Copies of his treatment notes were kept by every temple in Ellasia. Brivar read them. Krado had been deemed by his surgeons to be a danger to himself, and their notes recorded their growing frustration over their inability to remove from his possession certain items that could be used to do him harm. That did do him harm. Because when he died, escaping from his enforced isolation to burst in on an audience of the imperial court, Krado II had killed himself. With the Ado blades.

A few months ago, Brivar would have had little sympathy for the surgeons who hadn’t simply acted to remove the threat, but he hadn’t met Alyas then. And when he tried to imagine himself taking the blades from Alyas… it was an uncomfortable thought. Even worse was the thought of the consequences if he could not be persuaded to give them up willingly.

The parallels between Krado’s death and Gerrin-Raine Sera’s were uncanny. Horrifying. There could be no doubt that the blades had driven both men to suicide, but Brivar was no closer to understanding why.

Why them? Why this Isyr?

And why were the Lathai unaffected?

He went back to the librarian and came away with an armful of books on Qidan history, on Ado, on Isyrium mining, on diseases of the mind. He read again the temple’s notes of Krado’s illness and treatment and had the librarian hunt down records of similar cases, of which there were a surprising number. And he tried to put it all together, but it still didn’t make sense.

He went back to the librarian. “What did you mean,” he asked, “about Ado?”

***

The Qidan rape of Ado made difficult reading. Rich in mineral wealth but nothing else, the empire hadn’t even bothered to conquer its small, downtrodden neighbour. It had simply stripped Ado of everything of value over the space of half a century, then left it little more than a hollowed-out carcass.

Ado, where Isyrium had first been discovered and mined. Ado, for which Alyas’s blade were named, because so much of the world’s old Isyr originated in its remote, untamed wilderness.

If the early mining syndicates had needed somewhere to dump the waste from their new operations, what better place than Ado? And when Ado could take no more, they must have found ways to dispose of it in other places, in other countries, until those too were full to overflowing with the deadly pollution.

But there was one place in Ellasia the syndicates could not go. One place they could not dump their toxic waste, because Alyas had planted his feet there and said no.

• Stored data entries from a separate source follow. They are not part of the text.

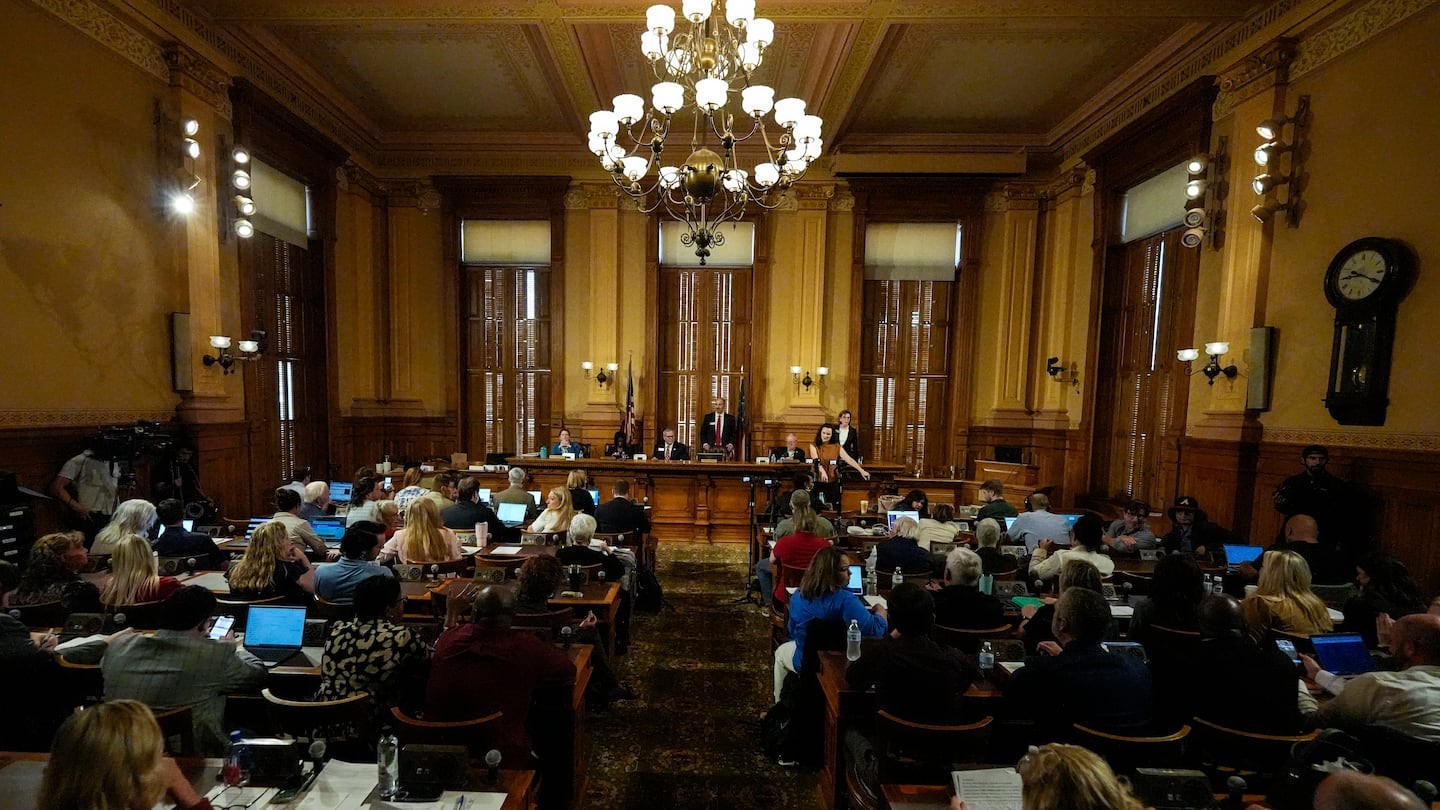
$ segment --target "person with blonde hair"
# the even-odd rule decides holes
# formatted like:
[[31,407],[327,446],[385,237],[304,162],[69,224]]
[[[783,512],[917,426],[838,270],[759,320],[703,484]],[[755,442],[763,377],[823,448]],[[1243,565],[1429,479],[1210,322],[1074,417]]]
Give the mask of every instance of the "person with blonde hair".
[[158,602],[180,590],[180,580],[160,576],[155,552],[150,543],[138,534],[120,538],[110,557],[110,578],[100,591],[100,601],[107,605],[137,605]]
[[95,544],[90,547],[90,553],[114,554],[120,538],[126,535],[138,534],[148,539],[150,530],[155,528],[157,522],[159,517],[155,513],[155,504],[142,498],[132,498],[120,504],[114,517],[110,518],[109,525],[95,536]]
[[61,600],[75,603],[72,610],[87,609],[81,603],[98,605],[99,589],[80,578],[80,571],[89,559],[85,535],[78,531],[55,532],[36,540],[30,547],[25,570],[20,574],[20,584],[5,594],[6,607]]
[[932,584],[935,592],[935,623],[945,627],[988,630],[1005,624],[1005,606],[988,593],[981,593],[980,555],[956,546],[945,557],[945,585]]
[[953,543],[960,533],[960,524],[955,522],[955,507],[948,503],[937,503],[930,510],[930,517],[920,518],[915,530],[915,542],[926,551],[931,543]]
[[[1025,810],[1141,810],[1144,805],[1100,756],[1078,745],[1051,743],[1026,754],[1020,772]],[[951,802],[965,810],[965,802]]]
[[881,574],[900,569],[902,574],[923,574],[934,568],[930,552],[920,547],[920,524],[906,516],[890,527],[890,538],[879,546],[876,567]]
[[169,797],[182,810],[209,810],[164,756],[165,739],[149,707],[137,700],[91,706],[55,735],[35,797],[37,810],[149,810]]
[[420,486],[420,468],[406,467],[405,477],[400,479],[400,490],[395,493],[395,503],[400,506],[400,514],[410,511],[410,504],[425,497],[430,490]]
[[230,566],[225,577],[230,580],[230,595],[235,599],[284,596],[286,602],[303,605],[315,592],[315,572],[310,561],[278,520],[255,528],[245,556]]
[[755,564],[755,576],[760,581],[760,599],[766,607],[777,600],[782,604],[789,601],[785,589],[775,582],[777,564],[804,571],[810,567],[815,553],[830,545],[830,541],[817,531],[821,518],[810,508],[810,493],[803,489],[790,493],[790,507],[795,510],[795,514],[788,518],[793,521],[792,530],[783,535],[776,532],[777,539],[770,546],[770,556]]
[[595,514],[595,498],[590,494],[590,474],[576,468],[565,477],[565,487],[570,490],[570,505],[576,512]]
[[1293,551],[1267,551],[1255,593],[1245,597],[1245,624],[1264,641],[1279,630],[1300,636],[1335,629],[1325,603],[1310,590],[1310,564]]
[[575,508],[570,505],[570,490],[555,487],[545,496],[545,511],[530,524],[532,532],[560,532],[570,530],[570,521],[575,518]]
[[461,556],[460,538],[445,528],[435,501],[417,498],[410,503],[405,528],[385,543],[377,559],[383,565],[392,560],[407,564],[450,562]]
[[813,619],[830,620],[849,626],[854,621],[860,626],[863,636],[877,638],[887,631],[886,612],[882,605],[876,605],[874,612],[865,607],[860,597],[845,588],[850,579],[850,569],[845,563],[845,552],[835,546],[815,552],[810,567],[800,580],[800,587],[790,597],[790,618],[787,629],[790,640],[775,649],[775,702],[780,702],[780,690],[785,678],[792,672],[800,671],[800,662],[805,659],[805,636]]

The Lathai mountains.

Brivar was on his feet with no recollection of how he’d got there. “It’s not the Isyr,” he said. “It’s where the Isyr comes from. That’s what matters.”

The librarian regarded his excitement with a jaundiced eye. It was late, they had been at it for days, and Brivar was not making sense. “Isyr does not come from anywhere. It is made.”

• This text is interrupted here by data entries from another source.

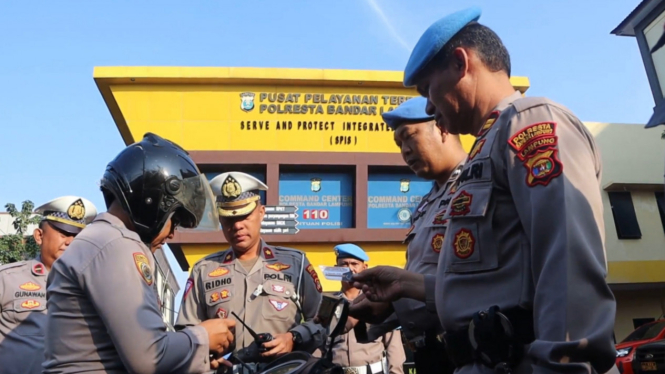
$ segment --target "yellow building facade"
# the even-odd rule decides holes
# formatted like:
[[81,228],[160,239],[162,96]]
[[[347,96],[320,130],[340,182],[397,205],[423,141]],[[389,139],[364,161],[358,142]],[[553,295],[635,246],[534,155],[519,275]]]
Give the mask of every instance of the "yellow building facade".
[[[264,204],[298,206],[300,231],[264,235],[268,243],[304,250],[317,270],[335,262],[332,247],[342,242],[362,246],[370,266],[404,265],[404,215],[431,182],[410,175],[381,118],[417,95],[403,87],[402,72],[98,67],[94,79],[126,144],[157,133],[187,149],[209,178],[248,172],[270,187]],[[511,82],[523,94],[529,88],[526,77]],[[662,194],[656,194],[665,166],[662,143],[657,130],[641,126],[587,126],[603,155],[609,282],[619,304],[620,340],[633,319],[658,317],[665,308],[665,226]],[[463,137],[467,151],[473,140]],[[634,207],[639,238],[634,232],[629,239],[617,236],[623,229],[615,225],[610,199]],[[179,232],[169,247],[187,270],[227,244],[221,232]],[[321,280],[325,291],[339,289],[338,282]]]

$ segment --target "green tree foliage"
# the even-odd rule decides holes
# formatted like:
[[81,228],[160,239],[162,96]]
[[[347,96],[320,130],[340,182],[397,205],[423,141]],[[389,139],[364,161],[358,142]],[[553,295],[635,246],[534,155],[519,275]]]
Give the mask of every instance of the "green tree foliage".
[[[27,232],[28,226],[41,221],[40,216],[32,213],[34,208],[35,204],[30,200],[21,204],[21,210],[16,209],[12,203],[5,205],[7,213],[14,218],[13,225],[16,233],[0,237],[0,264],[27,260],[34,258],[39,253],[39,246],[32,237],[32,233]],[[26,235],[29,236],[26,237]]]

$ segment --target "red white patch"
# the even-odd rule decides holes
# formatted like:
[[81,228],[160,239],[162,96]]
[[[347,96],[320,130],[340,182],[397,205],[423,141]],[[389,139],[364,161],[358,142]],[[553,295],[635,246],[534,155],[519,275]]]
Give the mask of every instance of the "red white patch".
[[185,283],[185,292],[182,295],[183,301],[187,299],[187,295],[189,295],[189,291],[192,290],[192,287],[194,287],[194,279],[188,278],[187,283]]
[[273,284],[272,290],[275,292],[284,293],[284,286],[280,286],[279,284]]
[[228,264],[231,261],[233,261],[233,252],[227,253],[226,256],[224,257],[224,263],[225,264]]
[[35,275],[44,275],[46,274],[46,270],[44,270],[44,265],[43,264],[34,264],[32,265],[32,273]]
[[226,311],[224,308],[219,308],[217,309],[217,312],[215,313],[217,317],[224,319],[229,316],[229,312]]
[[282,301],[282,300],[275,300],[275,299],[268,299],[270,301],[270,305],[272,305],[277,311],[281,312],[286,308],[289,303],[287,301]]

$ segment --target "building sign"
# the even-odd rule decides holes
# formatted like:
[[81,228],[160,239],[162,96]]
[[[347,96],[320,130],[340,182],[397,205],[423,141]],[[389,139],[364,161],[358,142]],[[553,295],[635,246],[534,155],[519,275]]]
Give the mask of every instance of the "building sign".
[[396,153],[393,131],[381,113],[417,96],[413,89],[377,87],[170,89],[114,90],[135,139],[159,129],[159,135],[188,150]]
[[298,208],[298,228],[353,227],[353,177],[341,173],[281,173],[279,205]]
[[[249,174],[249,175],[253,176],[254,178],[260,180],[261,182],[266,183],[266,174],[265,173],[246,172],[246,171],[242,171],[242,170],[236,170],[236,171]],[[204,174],[205,174],[206,178],[208,179],[208,181],[210,181],[210,180],[212,180],[212,178],[214,178],[214,177],[216,177],[216,176],[218,176],[222,173],[214,172],[214,173],[204,173]],[[268,186],[268,187],[270,187],[270,186]],[[261,202],[265,205],[265,203],[266,203],[266,192],[265,191],[260,191],[259,195],[261,196]]]
[[411,226],[411,214],[432,188],[432,181],[413,174],[370,174],[367,185],[367,227]]
[[644,38],[647,41],[653,66],[656,69],[660,92],[665,97],[665,12],[661,13],[646,28]]
[[297,234],[298,207],[297,206],[266,206],[266,214],[261,221],[261,234]]

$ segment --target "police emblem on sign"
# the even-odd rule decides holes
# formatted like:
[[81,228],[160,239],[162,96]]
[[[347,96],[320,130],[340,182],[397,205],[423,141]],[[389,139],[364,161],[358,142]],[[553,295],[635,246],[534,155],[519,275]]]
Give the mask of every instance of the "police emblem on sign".
[[249,112],[254,109],[254,93],[243,92],[240,94],[240,109]]
[[409,208],[402,208],[397,212],[397,218],[401,222],[409,222],[411,220],[411,211]]
[[399,191],[402,193],[407,193],[409,192],[411,181],[408,179],[402,179],[399,181]]
[[320,178],[312,178],[312,192],[319,192],[321,191],[321,179]]

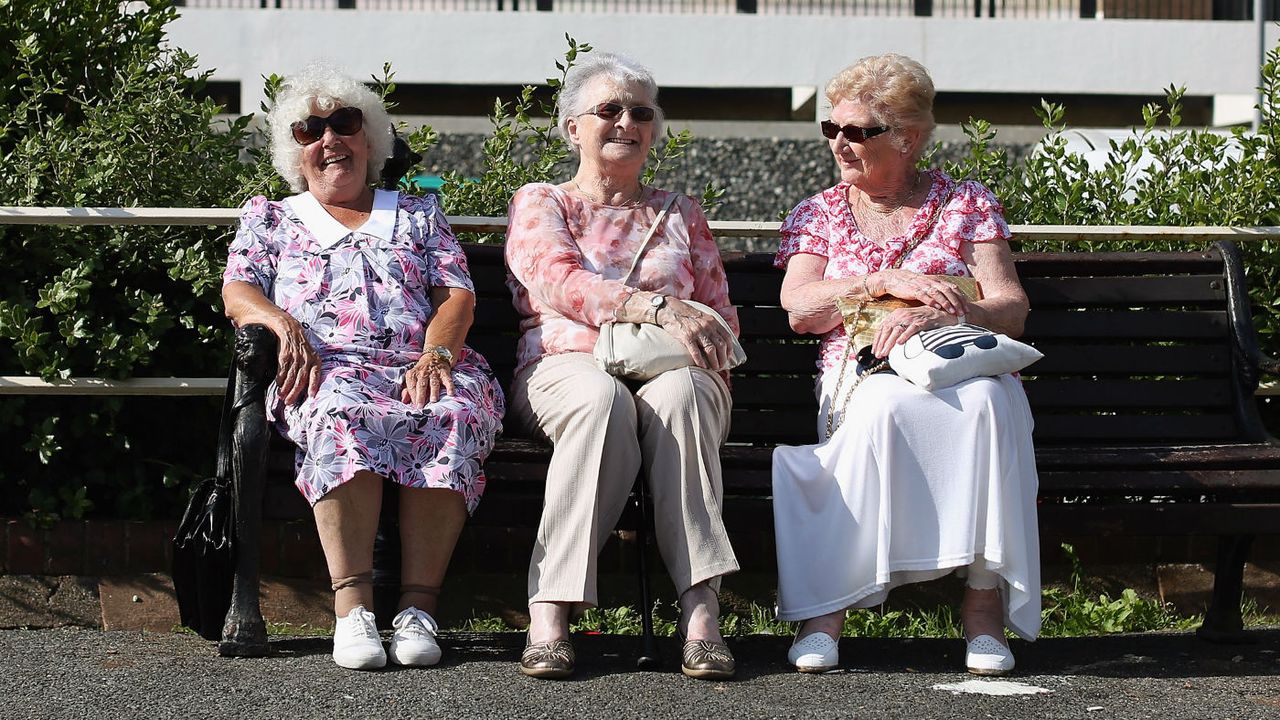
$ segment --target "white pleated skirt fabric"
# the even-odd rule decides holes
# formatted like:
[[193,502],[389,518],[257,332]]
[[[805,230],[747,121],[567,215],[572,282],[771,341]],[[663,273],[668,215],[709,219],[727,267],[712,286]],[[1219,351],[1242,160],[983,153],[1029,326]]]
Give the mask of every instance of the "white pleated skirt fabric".
[[981,558],[1000,575],[1005,625],[1034,640],[1039,481],[1020,381],[974,378],[930,392],[872,375],[826,439],[836,374],[819,380],[824,442],[773,453],[779,619],[879,605],[899,585]]

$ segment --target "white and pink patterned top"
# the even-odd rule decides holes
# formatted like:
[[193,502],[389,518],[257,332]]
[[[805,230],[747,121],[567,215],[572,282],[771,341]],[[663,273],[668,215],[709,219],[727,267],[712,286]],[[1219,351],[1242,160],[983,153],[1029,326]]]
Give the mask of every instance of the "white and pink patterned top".
[[[600,325],[627,297],[624,276],[669,195],[654,190],[640,205],[615,207],[547,183],[516,192],[506,245],[507,286],[520,313],[516,372],[544,355],[592,351]],[[720,249],[691,198],[677,196],[630,283],[708,305],[738,332]]]
[[[898,259],[908,241],[928,227],[930,219],[950,192],[946,207],[928,237],[920,242],[902,269],[927,275],[968,276],[961,251],[966,243],[1007,240],[1011,233],[1004,207],[985,186],[973,180],[957,183],[941,170],[927,173],[931,185],[924,204],[916,211],[906,232],[880,247],[858,230],[846,200],[848,183],[840,183],[805,199],[782,223],[782,242],[774,265],[786,269],[793,255],[807,253],[827,259],[824,280],[866,275],[884,270]],[[818,367],[840,367],[844,358],[844,327],[837,325],[822,337]]]

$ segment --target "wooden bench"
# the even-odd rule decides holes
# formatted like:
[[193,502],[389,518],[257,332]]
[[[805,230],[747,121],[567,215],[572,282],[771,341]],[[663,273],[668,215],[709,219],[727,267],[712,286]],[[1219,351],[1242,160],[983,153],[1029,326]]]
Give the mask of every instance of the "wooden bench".
[[[517,317],[502,247],[468,245],[466,252],[479,297],[468,344],[507,386]],[[768,533],[773,447],[815,441],[817,340],[788,326],[772,255],[724,259],[749,357],[734,372],[732,430],[721,451],[724,515],[732,534]],[[1033,307],[1024,339],[1046,356],[1025,377],[1036,418],[1042,534],[1220,537],[1213,604],[1200,634],[1240,639],[1249,546],[1254,535],[1275,532],[1280,518],[1280,444],[1263,428],[1254,398],[1259,375],[1280,373],[1280,364],[1258,350],[1235,246],[1025,253],[1016,255],[1016,266]],[[261,328],[238,333],[235,392],[244,411],[236,472],[245,491],[238,519],[246,549],[256,547],[262,507],[268,433],[261,393],[274,372],[273,346]],[[504,435],[486,463],[489,484],[471,522],[536,525],[549,456],[542,443]],[[292,470],[282,465],[286,474]],[[287,478],[271,487],[294,493]],[[638,520],[633,509],[622,523],[644,529]],[[251,632],[229,637],[222,650],[256,654],[265,650],[265,634],[254,630],[261,622],[256,553],[242,553],[240,561],[231,617],[243,620],[232,627]],[[394,573],[381,570],[388,563],[375,564],[394,588]],[[641,604],[647,607],[647,598]]]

It was true. Isyr had been forged from the purest Isyrium, by craftsmen who trained a lifetime in the art. The elation faded.

Then the librarian said, “Of course, the Isyrium from which it is made must have come from somewhere. But why that should make a difference, I do not know.”

Brivar, who’s heart lifted at of course, felt it sink again. Because he couldn’t answer the question that really mattered. Why? He could not explain why Isyr made a hundred years before the land it came from was despoiled should be affected by the death of that land. But just because he couldn’t explain it did not mean he should not act on it. That Alyas should not act on it. Surely now he would give up the blades before they killed him?

But when he confronted Alyas with the death of Ilyon, with the madness and suicide of the Qidan emperor, and Alyas slammed the door on his way out, refusing to listen, Brivar knew that all the knowledge the library contained would not be enough. Because there was nothing rational about this.

Alyas knew the danger. He had always known, and he would not save himself. Somehow, Brivar would have to do that for him.